Вот он, впереди он видел пробиравшегося в гущу леса рецидивиста. Он прекрасно видел в темноте и слышал его тяжёлое дыхание на расстоянии метров в пятьдесят среди треска ломающихся под его ногами веток и сучков, в такой неординарной обстановке органы зрения и слуха у Ивана преобразились. Треск шёл и от движения Ивана, но как только убегающий останавливался и вслушивался в темноту, Ваня тоже затихал. Пару раз зэк выпустил несколько очередей в его сторону, но они были не прицельными, скорее жестами отчаяния, поэтому все пули прошли мимо. Третий беглец лёг через минут пятнадцать преследования от точного попадания в голову, Иван сделал лишь один выстрел, и не промахнулся.
Теперь оставался только четвёртый, один на один с Иваном где-то в гуще леса. Иван присел и вслушался в тишину, слышно было только лёгкое пошатывание от ветра и шелест листьев крон деревьев. Им двигала месть за погибшего товарища. Он хотел, во что бы то ни стало поквитаться и с последним из тех, кто вероломно напал на роту его сослуживцев. Он пробирался сквозь ночь к месту, куда вела его интуиция, молча, гонимый переполнявшим его гневом и ненавистью к беглецам.
Прошло около трёх часов непрерывной погони, Иван не представлял, как далеко он забрался от своей роты, об этом он даже не думал, просто шёл по следу, и чувствовал, что его путь верный, просто был в этом уверен.
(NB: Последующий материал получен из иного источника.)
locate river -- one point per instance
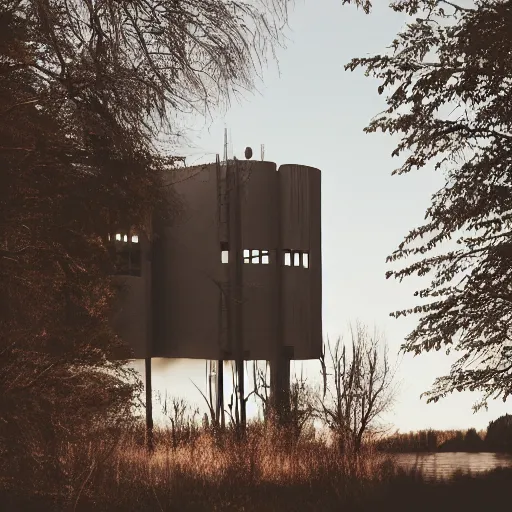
(444, 465)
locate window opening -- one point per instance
(296, 258)
(224, 252)
(257, 256)
(126, 253)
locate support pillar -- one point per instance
(280, 388)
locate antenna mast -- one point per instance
(225, 144)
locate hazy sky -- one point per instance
(313, 113)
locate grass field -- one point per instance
(263, 472)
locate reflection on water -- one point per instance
(444, 465)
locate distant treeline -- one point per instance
(497, 438)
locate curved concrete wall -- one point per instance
(206, 309)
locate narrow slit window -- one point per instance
(125, 251)
(224, 252)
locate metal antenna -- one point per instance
(225, 144)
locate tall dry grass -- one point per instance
(267, 470)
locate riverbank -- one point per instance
(260, 473)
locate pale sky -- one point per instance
(313, 113)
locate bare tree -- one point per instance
(300, 410)
(357, 386)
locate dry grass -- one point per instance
(264, 472)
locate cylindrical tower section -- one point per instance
(131, 318)
(301, 260)
(259, 232)
(189, 258)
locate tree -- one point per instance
(85, 88)
(499, 434)
(358, 386)
(448, 74)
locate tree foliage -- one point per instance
(447, 76)
(358, 386)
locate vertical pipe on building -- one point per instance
(280, 365)
(149, 406)
(239, 296)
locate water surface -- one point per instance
(444, 465)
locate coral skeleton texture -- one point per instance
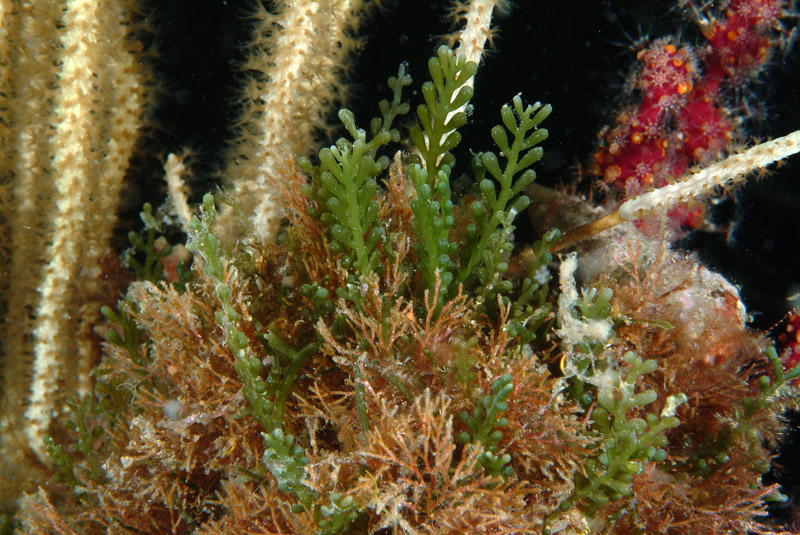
(354, 342)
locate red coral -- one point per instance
(682, 118)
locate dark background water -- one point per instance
(574, 54)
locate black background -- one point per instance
(574, 55)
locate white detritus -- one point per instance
(572, 329)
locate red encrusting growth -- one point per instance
(682, 118)
(789, 342)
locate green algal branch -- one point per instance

Начинался рассвет, солнце ещё не взошло над горизонтом, но на небе уже не было видно звёзд во всём их бывшем ночном великолепии, когда он случайно натолкнулся на охотничий домик, его погоня подходила к своему логическому завершению, хижина была метрах в ста от него, движения вокруг не было. Он медленно стал приближаться к ней. Подойдя вплотную, в своём мозгу, он представил, кто там может быть, и уже потом, воочию, услышал голоса внутри. «Сука, всё сорвалось, Иваныч, надо уходить, теперь они нас точно накроют», — говорил один: — «Да не ссы ты, Пижон, Иваныча голыми руками не возьмёшь, мне терять не чего, пойдём на болота, там и схоронимся пока, они теперь не скоро нас нагонють. Медленнее пойдуть, забоятся, мы их с десяток-то точно положили, пока там разбираться будут, мы и растворимся в Летах. В погоню раз сразу не пошли, теперь организуются не скоро, я их брата знаю, пока силы подкинут, собак на след поставят, мы за Парбигом и схаваемся, их со своего следа собьём, а там и поминай, как звали. У нас часа три — четыре точно есть. Теперь ужо наших ждать некстати, сами пущай свою судьбинушку встречают, жаль мне их конечно, и Контуженного, и Тибуча, и Ваську — охотника, хорошо я с ними сошёлся, дела замышляли серьёзные, но раз не пришли, значит и быть посему, пошли уже …». Они вышли из лачуги.